Article : https://www.newsweek.com/coconut-oil-pure-poison-says-harvard-professor-1082046

Date de parution : 26.08.2018

Niveau de difficulté : Moyen


L’huile de coco est un « pur poison », telle est la déclaration de Karin Michels, professeur d’épidémiologie à Harvard.

Cette affirmation tonitruante, accompagnée d’autres allégations de même style : « Je ne peux que vous alerter au sujet de l’huile de coco », « C’est un des pires aliments que vous puissiez consommer », fait grand bruit dans les médias.
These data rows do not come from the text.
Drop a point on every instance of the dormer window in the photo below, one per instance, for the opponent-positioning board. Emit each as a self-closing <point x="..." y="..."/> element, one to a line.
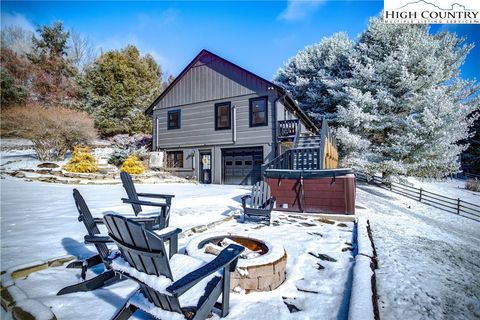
<point x="173" y="118"/>
<point x="223" y="116"/>
<point x="259" y="112"/>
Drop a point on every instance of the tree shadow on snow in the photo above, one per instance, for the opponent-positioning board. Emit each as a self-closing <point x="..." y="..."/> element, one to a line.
<point x="371" y="189"/>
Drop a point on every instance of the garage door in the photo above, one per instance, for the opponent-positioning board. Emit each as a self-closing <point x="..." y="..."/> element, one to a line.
<point x="242" y="165"/>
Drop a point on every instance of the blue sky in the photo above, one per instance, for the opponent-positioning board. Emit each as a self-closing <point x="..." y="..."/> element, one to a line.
<point x="259" y="36"/>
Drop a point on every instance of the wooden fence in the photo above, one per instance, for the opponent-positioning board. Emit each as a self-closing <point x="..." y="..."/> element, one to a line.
<point x="457" y="206"/>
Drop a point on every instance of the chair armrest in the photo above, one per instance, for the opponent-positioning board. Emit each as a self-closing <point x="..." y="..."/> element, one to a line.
<point x="97" y="239"/>
<point x="144" y="203"/>
<point x="244" y="200"/>
<point x="155" y="195"/>
<point x="167" y="233"/>
<point x="270" y="203"/>
<point x="98" y="220"/>
<point x="228" y="255"/>
<point x="246" y="197"/>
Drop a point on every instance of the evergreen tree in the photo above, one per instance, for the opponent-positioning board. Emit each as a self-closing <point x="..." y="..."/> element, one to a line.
<point x="399" y="103"/>
<point x="405" y="109"/>
<point x="314" y="71"/>
<point x="53" y="76"/>
<point x="118" y="87"/>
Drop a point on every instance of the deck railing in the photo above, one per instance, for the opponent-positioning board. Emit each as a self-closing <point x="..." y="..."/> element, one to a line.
<point x="297" y="159"/>
<point x="287" y="128"/>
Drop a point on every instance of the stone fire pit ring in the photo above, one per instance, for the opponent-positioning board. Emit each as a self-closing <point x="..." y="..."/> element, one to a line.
<point x="262" y="273"/>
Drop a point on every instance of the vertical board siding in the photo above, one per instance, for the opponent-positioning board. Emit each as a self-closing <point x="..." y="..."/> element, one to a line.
<point x="211" y="79"/>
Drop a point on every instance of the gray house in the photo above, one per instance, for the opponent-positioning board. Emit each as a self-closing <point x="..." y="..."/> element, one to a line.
<point x="219" y="122"/>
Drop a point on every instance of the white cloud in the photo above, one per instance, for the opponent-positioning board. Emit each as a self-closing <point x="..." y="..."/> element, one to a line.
<point x="16" y="20"/>
<point x="299" y="9"/>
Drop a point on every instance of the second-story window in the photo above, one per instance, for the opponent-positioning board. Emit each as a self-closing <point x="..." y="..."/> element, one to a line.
<point x="259" y="112"/>
<point x="223" y="116"/>
<point x="173" y="119"/>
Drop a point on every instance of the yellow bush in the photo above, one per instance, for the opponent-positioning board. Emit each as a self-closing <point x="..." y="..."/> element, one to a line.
<point x="81" y="161"/>
<point x="132" y="165"/>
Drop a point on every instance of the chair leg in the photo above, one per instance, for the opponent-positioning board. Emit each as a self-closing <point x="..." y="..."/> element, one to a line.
<point x="125" y="312"/>
<point x="92" y="284"/>
<point x="91" y="261"/>
<point x="214" y="289"/>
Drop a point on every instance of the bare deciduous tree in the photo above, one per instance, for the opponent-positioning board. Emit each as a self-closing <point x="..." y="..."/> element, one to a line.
<point x="53" y="131"/>
<point x="81" y="51"/>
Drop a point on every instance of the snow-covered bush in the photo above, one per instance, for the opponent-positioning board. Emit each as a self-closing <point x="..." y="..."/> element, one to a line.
<point x="136" y="141"/>
<point x="473" y="185"/>
<point x="82" y="161"/>
<point x="125" y="146"/>
<point x="132" y="165"/>
<point x="53" y="131"/>
<point x="118" y="156"/>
Depuis quelques années, la graisse de coco est plébiscitée par certains scientifiques, spécialistes des lipides, qui ont osé rétablir la vérité sur cette graisse riche en acides gras saturés, ceux-là mêmes conspués par les autorités médicales depuis les années 1960. Il était temps de réagir.

L’argument majeur de Karin Michels, assujettie à la bien-pensance en vigueur, docile élément inerme du troupeau élevé pour une pensée acritique de l’enseignement reçu, caractère exprimant pour moi la négation de l’intelligence humaine, est donc la forte teneur en acides gras saturés de l’huile de coco, plus de 80% ! Comment la nature (ou Dieu ?) a-t-elle pu commettre une telle ignominie ? A côté de cette infâme graisse, le beurre est un enfant de cœur !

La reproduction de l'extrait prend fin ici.